Comme la version de Troilo, celle de Lorenzo commence par un bandonéon qui « démarre ». Les arrangements sont assez proches de ceux de Troilo. À 1 : 19 commence Bermúdez, sa voix est magnifique, plus chaude que celle de Fiorentino, c’est une superbe version, injustement estompée, à mon avis par celle de Troilo qui ne lui est pas sensiblement supérieure. À 2 : 25, vous noterez le changement de tonalité et même de mode, la musique passe en mode mineur (voir le petit cours de musique à propos de Lágrimas y sonrisas).

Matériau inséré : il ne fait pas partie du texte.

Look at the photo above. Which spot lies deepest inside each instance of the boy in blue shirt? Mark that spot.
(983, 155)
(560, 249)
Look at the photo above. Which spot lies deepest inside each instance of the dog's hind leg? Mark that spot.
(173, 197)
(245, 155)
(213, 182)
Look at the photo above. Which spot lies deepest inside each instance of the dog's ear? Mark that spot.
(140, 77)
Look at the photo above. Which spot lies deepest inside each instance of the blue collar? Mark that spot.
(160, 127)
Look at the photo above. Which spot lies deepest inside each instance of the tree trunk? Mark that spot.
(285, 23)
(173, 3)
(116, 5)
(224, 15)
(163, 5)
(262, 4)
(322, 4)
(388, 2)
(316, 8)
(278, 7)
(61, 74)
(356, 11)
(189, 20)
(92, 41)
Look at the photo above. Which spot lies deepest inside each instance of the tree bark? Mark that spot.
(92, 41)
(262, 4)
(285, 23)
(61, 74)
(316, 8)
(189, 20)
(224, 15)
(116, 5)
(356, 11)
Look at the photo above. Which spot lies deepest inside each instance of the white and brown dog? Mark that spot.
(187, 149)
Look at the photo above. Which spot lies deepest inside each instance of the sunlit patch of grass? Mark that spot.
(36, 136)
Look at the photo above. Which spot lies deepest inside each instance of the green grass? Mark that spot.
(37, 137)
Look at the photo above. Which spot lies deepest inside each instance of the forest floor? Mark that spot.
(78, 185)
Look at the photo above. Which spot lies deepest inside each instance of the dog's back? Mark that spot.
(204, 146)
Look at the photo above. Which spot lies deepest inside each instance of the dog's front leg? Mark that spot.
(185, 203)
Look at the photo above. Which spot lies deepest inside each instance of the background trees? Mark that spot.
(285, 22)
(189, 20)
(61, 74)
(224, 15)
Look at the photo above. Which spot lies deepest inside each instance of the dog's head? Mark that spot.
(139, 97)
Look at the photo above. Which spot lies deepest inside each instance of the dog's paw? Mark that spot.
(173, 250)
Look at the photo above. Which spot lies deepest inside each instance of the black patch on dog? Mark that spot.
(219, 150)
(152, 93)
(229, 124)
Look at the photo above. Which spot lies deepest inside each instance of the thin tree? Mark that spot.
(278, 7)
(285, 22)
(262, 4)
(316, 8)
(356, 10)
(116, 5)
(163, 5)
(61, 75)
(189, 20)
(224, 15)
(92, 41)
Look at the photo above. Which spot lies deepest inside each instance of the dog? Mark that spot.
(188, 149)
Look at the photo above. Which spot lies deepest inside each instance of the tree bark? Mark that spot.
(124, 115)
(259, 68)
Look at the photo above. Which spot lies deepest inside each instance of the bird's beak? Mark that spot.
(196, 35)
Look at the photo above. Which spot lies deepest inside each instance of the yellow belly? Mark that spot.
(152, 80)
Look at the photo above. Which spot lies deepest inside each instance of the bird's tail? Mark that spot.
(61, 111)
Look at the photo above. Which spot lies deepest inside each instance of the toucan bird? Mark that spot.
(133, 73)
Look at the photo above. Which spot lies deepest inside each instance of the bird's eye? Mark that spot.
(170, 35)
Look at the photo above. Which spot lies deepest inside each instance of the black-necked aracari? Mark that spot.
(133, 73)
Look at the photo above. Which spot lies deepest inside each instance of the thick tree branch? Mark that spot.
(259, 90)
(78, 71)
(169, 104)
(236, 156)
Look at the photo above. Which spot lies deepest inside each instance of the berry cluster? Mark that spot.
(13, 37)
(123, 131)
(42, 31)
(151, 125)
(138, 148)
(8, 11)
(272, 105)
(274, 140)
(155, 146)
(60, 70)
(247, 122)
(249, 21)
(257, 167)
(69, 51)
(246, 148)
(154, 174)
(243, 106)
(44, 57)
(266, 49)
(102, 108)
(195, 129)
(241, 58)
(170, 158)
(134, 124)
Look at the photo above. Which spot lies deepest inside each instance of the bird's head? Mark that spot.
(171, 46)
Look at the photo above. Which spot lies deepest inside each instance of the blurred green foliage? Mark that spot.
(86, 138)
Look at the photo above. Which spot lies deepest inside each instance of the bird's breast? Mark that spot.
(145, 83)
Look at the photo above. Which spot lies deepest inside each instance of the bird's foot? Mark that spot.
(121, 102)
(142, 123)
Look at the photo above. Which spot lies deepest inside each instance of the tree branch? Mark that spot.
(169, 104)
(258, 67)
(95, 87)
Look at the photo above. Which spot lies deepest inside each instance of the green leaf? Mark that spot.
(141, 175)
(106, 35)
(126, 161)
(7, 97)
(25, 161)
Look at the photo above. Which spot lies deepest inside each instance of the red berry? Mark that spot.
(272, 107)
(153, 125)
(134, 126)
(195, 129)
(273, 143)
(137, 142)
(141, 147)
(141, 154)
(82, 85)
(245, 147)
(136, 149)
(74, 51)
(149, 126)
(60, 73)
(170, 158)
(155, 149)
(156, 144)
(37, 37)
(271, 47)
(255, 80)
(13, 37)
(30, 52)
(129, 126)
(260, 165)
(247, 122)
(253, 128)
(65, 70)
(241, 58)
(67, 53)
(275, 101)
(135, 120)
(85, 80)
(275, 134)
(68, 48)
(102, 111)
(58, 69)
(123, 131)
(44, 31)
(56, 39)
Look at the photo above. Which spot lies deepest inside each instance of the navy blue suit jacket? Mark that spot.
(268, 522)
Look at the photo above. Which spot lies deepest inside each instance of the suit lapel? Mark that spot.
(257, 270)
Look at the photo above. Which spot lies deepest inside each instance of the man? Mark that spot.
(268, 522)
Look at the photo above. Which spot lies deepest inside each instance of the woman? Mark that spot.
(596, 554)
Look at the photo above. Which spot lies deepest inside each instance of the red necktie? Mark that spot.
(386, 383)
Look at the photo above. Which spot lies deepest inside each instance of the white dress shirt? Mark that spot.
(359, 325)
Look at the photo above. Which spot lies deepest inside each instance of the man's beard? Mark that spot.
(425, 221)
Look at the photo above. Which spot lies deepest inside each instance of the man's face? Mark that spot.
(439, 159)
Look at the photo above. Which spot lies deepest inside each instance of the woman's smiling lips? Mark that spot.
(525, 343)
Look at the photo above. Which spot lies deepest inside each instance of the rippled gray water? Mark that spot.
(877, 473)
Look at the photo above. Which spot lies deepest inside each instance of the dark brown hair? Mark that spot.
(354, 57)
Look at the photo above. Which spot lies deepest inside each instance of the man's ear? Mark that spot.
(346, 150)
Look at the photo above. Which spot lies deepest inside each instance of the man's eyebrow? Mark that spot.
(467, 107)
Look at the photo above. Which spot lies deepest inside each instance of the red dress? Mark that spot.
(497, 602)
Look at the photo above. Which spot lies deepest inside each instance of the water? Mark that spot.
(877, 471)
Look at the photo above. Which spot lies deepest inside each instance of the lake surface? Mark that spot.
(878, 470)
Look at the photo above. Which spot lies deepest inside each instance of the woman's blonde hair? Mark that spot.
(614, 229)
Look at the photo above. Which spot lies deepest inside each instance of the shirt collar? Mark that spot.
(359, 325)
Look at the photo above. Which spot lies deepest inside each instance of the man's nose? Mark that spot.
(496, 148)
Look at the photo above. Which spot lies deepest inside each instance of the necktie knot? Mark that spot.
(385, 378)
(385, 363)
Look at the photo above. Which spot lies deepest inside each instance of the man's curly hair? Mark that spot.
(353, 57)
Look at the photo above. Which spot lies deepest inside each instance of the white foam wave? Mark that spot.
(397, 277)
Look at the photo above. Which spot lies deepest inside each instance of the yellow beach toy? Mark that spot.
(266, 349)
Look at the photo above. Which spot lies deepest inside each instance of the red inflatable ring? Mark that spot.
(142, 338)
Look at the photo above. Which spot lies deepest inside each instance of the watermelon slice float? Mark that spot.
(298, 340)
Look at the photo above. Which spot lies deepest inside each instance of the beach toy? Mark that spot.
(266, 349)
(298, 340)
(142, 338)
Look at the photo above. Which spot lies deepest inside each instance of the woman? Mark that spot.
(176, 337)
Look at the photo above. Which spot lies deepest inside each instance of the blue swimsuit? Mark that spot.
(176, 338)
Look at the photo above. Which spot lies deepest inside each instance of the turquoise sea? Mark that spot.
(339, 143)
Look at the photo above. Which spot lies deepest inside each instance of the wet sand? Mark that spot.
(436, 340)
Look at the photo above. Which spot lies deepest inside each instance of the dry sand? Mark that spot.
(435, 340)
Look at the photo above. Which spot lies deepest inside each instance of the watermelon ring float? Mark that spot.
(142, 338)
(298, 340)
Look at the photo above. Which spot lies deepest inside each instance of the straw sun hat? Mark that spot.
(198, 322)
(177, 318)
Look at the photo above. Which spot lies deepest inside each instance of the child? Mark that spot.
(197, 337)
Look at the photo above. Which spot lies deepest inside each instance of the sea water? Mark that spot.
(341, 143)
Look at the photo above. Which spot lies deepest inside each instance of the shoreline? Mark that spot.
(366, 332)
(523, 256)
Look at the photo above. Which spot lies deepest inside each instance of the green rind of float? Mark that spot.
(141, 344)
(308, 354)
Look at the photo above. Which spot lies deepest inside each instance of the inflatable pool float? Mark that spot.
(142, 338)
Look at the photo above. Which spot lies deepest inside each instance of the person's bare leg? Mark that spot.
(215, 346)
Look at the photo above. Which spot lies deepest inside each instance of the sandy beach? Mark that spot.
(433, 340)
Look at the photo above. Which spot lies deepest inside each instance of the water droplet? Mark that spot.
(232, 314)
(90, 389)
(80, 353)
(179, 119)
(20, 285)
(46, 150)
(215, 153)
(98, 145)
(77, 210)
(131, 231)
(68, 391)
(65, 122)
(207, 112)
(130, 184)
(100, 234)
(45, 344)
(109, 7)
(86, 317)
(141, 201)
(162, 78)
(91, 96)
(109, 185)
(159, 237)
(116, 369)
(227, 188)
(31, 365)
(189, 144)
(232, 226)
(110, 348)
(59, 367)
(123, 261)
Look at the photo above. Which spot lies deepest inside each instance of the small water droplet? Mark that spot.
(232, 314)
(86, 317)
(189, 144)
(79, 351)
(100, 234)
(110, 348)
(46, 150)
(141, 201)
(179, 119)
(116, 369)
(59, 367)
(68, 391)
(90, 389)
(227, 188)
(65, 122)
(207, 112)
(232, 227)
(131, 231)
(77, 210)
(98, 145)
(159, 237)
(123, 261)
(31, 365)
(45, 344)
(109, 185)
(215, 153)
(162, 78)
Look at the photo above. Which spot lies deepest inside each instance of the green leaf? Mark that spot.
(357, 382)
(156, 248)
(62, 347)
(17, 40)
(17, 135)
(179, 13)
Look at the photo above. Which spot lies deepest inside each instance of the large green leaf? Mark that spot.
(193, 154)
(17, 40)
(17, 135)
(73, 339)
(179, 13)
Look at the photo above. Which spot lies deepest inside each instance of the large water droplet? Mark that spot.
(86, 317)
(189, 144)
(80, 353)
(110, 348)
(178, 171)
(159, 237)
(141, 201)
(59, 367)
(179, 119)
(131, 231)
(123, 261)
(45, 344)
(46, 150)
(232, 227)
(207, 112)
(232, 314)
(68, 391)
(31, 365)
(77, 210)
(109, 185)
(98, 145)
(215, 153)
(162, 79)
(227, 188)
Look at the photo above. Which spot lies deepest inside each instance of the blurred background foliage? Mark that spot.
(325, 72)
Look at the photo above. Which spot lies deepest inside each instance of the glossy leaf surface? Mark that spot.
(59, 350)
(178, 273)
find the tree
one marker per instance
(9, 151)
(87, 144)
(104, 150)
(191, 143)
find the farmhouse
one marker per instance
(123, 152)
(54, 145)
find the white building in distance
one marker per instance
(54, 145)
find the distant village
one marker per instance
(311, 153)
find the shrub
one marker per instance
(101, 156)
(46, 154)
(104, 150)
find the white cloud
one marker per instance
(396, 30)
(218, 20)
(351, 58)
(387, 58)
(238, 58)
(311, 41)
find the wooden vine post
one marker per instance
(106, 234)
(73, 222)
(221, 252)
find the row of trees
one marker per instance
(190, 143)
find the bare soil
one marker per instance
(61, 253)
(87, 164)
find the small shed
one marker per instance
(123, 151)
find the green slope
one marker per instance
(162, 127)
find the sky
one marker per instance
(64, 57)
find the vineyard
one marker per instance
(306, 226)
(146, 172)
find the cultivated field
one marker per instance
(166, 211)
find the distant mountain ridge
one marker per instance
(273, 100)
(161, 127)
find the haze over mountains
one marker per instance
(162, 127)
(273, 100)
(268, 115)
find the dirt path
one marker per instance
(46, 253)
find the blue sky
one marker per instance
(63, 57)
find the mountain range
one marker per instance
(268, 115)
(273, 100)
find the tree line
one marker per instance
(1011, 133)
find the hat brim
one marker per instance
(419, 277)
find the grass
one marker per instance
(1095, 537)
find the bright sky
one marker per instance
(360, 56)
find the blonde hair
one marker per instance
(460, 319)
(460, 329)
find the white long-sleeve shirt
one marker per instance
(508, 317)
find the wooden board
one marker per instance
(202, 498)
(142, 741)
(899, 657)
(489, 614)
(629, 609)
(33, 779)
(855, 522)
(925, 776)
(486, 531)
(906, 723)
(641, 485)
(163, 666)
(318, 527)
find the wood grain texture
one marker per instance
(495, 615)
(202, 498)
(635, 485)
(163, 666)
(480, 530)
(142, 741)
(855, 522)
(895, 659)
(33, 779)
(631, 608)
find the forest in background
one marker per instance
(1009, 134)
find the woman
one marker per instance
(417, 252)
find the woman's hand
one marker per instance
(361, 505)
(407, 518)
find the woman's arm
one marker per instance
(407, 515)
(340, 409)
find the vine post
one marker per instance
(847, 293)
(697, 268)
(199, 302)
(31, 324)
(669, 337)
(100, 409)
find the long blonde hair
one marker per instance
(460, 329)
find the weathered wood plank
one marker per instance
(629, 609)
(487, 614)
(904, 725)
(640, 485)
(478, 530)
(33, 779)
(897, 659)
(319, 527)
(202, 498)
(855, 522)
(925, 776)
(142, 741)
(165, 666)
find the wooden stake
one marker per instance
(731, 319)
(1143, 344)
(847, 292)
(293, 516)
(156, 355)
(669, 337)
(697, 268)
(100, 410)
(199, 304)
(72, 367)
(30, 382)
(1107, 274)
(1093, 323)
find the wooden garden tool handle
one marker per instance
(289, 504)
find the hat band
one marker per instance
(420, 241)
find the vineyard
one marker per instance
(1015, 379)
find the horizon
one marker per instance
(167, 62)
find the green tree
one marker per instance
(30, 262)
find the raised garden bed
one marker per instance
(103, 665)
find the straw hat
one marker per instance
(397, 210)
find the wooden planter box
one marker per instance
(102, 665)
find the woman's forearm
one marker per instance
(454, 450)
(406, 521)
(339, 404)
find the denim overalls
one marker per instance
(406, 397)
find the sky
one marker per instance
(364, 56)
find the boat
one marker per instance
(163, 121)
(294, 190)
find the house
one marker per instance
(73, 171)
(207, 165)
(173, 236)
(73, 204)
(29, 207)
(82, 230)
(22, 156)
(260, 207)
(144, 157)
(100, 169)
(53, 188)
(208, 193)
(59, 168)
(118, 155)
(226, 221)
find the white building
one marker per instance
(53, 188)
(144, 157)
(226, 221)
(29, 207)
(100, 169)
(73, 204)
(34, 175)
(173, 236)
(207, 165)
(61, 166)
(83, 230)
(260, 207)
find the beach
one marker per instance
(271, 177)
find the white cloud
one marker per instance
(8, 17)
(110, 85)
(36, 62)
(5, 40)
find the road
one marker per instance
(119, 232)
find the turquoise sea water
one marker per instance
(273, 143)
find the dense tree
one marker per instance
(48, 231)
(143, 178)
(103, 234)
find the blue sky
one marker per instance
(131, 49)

Par la suite, le thème a été repris à différentes reprises, par des chanteurs plutôt versés du côté folklore, ou par d’autres du côté chanson, mais l’aspect dans n’a plus été mis en valeur par des versions équivalentes à celles de Troilo ou de Laurenz. J’en cite cependant quelques-unes, intéressantes par différents aspects.

Temblando 1976 Rubén Juárez.

Des petits moments de rappel de vals criollo, au milieu d’une interprétation sous forme de chanson. Comme beaucoup de chansons en valse, cette version reste dansable, au moins pour les danseurs qui ne sont pas trop puristes.

Temblando 1976 — Rubén Juárez (a Capela).

Le mêmechanteur, mais cette fois dans le périlleux exercice du chant a capela. Là, pas du tout question de danser…

Temblando 1995 — Canta Luis Cardei.

Pour terminer en douceur, une version d’inspiration criolla. Malgré sa très courte carrière (6 ans, Luis Cardei a produit trois disques et chanté dans le film La Nube (1998) de Fernando Solanas, basé sur la pièce de théâtre Rojos globos rojos d’Eduardo Pavlovsky. Le film débute sur des vues de Buenos Aires où tout va à l’envers (les voitures et les piétons, sauf un, reculent, la suite est peut-être moins intéressante, à tous les points de vue, sauf pour les fans de Solanas…).

Adios Argentina 1930-03-20 — Orquesta Típica Victor

Gerardo Hernán Matos Rodríguez Letra: Fernando Silva Valdés

Je suis dans l’avion qui m’éloigne de mon Argentine pour l’Europe. La coïncidence de date fait que je me devais le choisir comme tango du jour. Il y a un siècle, les musiciens, danseurs et chanteurs argentins s’ouvrirent, notamment à Paris, les portes du succès. Un détail amusant, les auteurs de ce titre sont Uruguayens, Gerardo Hernán Matos Rodríguez, l’auteur de la Comparsita et Fernando Silva Valdès…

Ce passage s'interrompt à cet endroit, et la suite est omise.